Magistrado ponente: Fernando Castillo Cadena

República de Colombia Corte Suprema de Justicia Radicación n° 66549 CORTE SUPREMA DE JUSTICIA SALA DE CASACIÓN LABORAL FERNANDO CASTILLO CADENA Magistrado Ponente STL7483-2016 Radicación n° 66549 Acta 20 Bogotá, D.C., ocho (8) de junio de dos mil dieciséis (2016) Resuelve la Corte la impugnación presentada, a través de apoderada, por LUIS NORBERTO ARBOLEDA ARBOLEDA contra el fallo proferido el 21 de abril de 2016 por la Sala de Casación Civil de esta Corporación, dentro de la acción de tutela que instauró contra la SALA CIVIL FAMILIA DEL TRIBUNAL SUPERIOR DEL DISTRITO JUDICIAL DE VILLAVICENCIO y el JUZGADO PROMISCUO DEL CIRCUITO DE PUERTO CARREÑO, la cual se hizo extensiva a las partes e intervinientes dentro del proceso objeto de discusión constitucional.

I.

ANTECEDENTES El actor estimó quebrantado su derecho fundamental al debido proceso, a la defensa y al acceso a la administración de justicia. Para sustentar la petición de amparo, arguyó que el 24 de julio de 2012 promovió proceso ejecutivo con título hipotecario contra Jorge Eliécer Murillo Cedeño, el cual se hizo exigible el 15 de abril de 2010; que aunque el Juzgado accionado libró mandamiento el 3 de agosto de 2012, notificado por estado el 8 del mismo mes, lo cierto es que el 20 de septiembre siguiente lo dejó sin efecto y rechazó la demanda, decisión que apeló y el Tribunal, el 29 de mayo de 2013, la revocó, «dándole de esta forma vigencia al auto de mandamiento de pago, lo que impone que el cómputo del término legal que consagra el artículo 90 del C.P.C. (…) renace con la ejecutoria del auto de obedecimiento a lo resuelto por el superior, contabilización que se hará al día siguiente de esta ejecutoria, sin que se pueda tener en cuenta para los efectos de la interrupción civil (…) aquella inicial del 8 de agosto de 2012 (…) por razón del rechazo ilegal de la demanda».

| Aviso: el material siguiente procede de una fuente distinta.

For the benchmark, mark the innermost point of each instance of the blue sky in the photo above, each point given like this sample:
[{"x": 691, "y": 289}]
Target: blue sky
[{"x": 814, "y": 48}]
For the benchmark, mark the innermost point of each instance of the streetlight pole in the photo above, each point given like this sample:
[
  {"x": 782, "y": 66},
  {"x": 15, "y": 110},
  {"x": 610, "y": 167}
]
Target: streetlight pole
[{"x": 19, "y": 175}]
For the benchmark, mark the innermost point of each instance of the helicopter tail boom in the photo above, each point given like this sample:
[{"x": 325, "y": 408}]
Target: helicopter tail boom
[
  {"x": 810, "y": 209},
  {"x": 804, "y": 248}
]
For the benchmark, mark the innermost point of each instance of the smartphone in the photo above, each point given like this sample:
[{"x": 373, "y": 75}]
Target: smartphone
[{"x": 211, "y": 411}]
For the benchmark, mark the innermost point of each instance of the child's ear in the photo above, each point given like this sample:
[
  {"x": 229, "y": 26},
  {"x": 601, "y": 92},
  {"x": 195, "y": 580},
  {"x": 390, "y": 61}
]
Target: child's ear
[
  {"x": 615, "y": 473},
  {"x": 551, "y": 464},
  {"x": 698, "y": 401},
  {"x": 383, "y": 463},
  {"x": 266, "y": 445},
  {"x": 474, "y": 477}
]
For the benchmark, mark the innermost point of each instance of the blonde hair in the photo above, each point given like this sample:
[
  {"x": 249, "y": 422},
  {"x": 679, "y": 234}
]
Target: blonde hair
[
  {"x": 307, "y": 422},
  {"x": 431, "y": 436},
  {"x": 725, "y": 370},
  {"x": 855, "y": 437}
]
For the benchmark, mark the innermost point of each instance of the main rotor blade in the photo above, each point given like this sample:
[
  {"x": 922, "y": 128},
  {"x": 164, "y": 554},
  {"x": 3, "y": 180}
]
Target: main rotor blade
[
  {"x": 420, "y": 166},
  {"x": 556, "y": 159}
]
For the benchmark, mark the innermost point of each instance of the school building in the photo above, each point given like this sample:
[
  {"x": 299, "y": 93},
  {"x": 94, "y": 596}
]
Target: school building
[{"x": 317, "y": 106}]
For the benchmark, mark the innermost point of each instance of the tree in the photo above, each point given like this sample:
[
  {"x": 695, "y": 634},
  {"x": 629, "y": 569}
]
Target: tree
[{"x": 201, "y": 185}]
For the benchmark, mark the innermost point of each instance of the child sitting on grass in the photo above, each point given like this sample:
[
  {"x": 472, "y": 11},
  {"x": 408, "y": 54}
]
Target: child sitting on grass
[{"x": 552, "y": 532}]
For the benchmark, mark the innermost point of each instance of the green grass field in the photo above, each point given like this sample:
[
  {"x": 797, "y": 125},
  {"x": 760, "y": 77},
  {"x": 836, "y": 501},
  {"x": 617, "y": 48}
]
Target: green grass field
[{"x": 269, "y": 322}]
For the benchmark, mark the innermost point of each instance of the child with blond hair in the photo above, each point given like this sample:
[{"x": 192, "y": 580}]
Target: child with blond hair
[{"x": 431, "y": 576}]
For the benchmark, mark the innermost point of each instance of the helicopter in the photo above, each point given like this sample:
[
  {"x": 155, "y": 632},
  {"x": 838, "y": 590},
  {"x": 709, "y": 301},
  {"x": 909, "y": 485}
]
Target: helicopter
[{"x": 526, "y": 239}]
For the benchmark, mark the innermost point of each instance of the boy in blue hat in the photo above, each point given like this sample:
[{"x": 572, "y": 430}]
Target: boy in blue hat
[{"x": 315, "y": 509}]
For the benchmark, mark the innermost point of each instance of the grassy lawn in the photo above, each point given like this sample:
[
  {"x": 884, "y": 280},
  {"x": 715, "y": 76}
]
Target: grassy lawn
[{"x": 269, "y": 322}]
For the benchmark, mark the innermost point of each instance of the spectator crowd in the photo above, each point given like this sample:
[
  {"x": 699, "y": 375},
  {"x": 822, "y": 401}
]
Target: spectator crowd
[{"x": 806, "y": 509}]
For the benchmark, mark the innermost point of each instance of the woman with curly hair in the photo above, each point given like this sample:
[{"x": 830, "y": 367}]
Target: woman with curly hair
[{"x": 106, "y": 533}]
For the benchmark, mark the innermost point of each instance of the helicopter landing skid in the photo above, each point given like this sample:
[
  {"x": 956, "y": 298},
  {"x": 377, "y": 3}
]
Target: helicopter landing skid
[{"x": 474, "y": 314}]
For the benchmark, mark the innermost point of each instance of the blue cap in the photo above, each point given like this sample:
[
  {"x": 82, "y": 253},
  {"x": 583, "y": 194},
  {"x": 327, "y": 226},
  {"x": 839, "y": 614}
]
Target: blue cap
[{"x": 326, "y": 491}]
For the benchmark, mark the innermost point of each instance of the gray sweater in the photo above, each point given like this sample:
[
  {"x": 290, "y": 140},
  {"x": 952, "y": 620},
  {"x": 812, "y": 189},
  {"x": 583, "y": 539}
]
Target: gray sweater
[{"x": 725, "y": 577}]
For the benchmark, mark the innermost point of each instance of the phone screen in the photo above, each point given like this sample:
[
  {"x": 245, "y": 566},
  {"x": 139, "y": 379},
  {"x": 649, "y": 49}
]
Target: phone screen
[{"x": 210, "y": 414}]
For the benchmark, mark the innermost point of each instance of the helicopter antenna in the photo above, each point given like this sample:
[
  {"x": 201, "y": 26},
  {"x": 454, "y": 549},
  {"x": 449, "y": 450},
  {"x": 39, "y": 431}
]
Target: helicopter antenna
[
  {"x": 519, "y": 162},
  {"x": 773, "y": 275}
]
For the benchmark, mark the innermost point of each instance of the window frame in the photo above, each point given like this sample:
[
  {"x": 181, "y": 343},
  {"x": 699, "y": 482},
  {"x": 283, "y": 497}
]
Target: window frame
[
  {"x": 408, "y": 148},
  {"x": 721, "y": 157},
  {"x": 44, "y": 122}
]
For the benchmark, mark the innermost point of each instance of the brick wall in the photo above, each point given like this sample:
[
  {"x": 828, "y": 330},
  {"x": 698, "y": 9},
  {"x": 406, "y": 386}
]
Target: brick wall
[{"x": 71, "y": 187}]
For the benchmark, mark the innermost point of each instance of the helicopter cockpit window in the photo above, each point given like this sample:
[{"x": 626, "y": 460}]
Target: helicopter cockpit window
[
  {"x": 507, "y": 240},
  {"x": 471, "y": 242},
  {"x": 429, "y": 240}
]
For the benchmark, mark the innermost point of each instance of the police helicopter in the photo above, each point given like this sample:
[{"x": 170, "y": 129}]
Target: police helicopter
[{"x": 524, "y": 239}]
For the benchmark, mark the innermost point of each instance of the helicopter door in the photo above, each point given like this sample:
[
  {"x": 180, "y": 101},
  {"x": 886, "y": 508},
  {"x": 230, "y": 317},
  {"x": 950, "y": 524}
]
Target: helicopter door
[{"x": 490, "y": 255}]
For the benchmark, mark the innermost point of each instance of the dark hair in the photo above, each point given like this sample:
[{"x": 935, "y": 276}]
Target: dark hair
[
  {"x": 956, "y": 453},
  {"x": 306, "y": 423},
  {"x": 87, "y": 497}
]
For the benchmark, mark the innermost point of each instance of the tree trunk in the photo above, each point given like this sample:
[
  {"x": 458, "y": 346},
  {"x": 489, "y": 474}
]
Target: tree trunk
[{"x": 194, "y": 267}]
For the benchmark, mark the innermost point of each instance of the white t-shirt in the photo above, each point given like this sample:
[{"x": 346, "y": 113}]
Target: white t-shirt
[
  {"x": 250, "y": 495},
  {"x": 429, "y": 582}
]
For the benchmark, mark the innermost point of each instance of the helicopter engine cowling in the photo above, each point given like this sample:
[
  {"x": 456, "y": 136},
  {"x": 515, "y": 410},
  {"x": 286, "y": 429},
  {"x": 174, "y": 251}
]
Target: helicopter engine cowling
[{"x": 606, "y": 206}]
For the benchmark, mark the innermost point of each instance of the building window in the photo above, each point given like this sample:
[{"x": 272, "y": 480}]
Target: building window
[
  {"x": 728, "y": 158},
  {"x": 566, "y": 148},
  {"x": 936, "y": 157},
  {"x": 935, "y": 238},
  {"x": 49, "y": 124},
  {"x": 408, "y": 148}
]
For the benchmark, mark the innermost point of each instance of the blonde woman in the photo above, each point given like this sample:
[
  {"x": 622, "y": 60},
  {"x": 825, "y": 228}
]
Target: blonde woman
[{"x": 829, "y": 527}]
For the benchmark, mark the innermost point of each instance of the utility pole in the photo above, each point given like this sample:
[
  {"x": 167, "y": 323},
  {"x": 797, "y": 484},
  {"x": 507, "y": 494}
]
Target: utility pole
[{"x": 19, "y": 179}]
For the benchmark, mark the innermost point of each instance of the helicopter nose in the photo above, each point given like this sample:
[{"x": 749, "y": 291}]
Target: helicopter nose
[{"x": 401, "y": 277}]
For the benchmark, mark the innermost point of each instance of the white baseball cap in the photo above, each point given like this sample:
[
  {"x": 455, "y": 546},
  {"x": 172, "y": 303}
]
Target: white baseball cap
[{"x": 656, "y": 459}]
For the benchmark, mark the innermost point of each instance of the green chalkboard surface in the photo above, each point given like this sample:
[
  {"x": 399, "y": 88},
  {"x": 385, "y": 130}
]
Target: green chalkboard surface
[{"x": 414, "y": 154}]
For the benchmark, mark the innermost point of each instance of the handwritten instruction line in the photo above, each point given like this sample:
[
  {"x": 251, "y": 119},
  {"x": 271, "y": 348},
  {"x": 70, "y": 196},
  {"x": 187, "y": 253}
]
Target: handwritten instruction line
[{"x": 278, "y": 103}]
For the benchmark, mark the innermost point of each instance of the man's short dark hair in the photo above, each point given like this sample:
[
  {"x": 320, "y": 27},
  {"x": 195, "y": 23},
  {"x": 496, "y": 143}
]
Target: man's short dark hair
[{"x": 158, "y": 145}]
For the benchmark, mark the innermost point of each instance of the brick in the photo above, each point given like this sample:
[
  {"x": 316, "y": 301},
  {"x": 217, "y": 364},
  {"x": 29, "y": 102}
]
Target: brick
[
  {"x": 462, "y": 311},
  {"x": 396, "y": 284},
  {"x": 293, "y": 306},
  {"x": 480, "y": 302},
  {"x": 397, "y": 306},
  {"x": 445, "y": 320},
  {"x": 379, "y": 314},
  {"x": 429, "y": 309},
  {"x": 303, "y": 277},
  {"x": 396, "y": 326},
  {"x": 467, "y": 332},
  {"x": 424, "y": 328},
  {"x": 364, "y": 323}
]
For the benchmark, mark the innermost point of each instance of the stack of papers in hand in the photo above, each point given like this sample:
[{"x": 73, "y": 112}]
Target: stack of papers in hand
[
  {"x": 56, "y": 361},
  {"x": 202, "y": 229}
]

Indicó que el despacho dispuso seguir adelante con el trámite, y notificado personalmente el mandamiento el 15 de julio de 2014, el ejecutado formuló prescripción, la cual declaró el juzgado en providencia del 20 de febrero de 2015, además de la terminación del proceso y el levantamiento de la medida cautelar inscrita sobre el inmueble materia de hipoteca; que interpuso apelación, pero la precitada decisión fue confirmada por el Tribunal el 29 de febrero de 2016.

En su criterio, las autoridades judiciales interpretaron erróneamente la excepción de prescripción y no tuvieron en cuenta los artículos 120, 354 y 362 ibídem, lo que hace sus proveídos caprichosos y arbitrarios, por lo que pidió que se dejaran sin valor y «disponer lo que en derecho corresponda», además de decretar la suspensión del levantamiento referido como medida provisional.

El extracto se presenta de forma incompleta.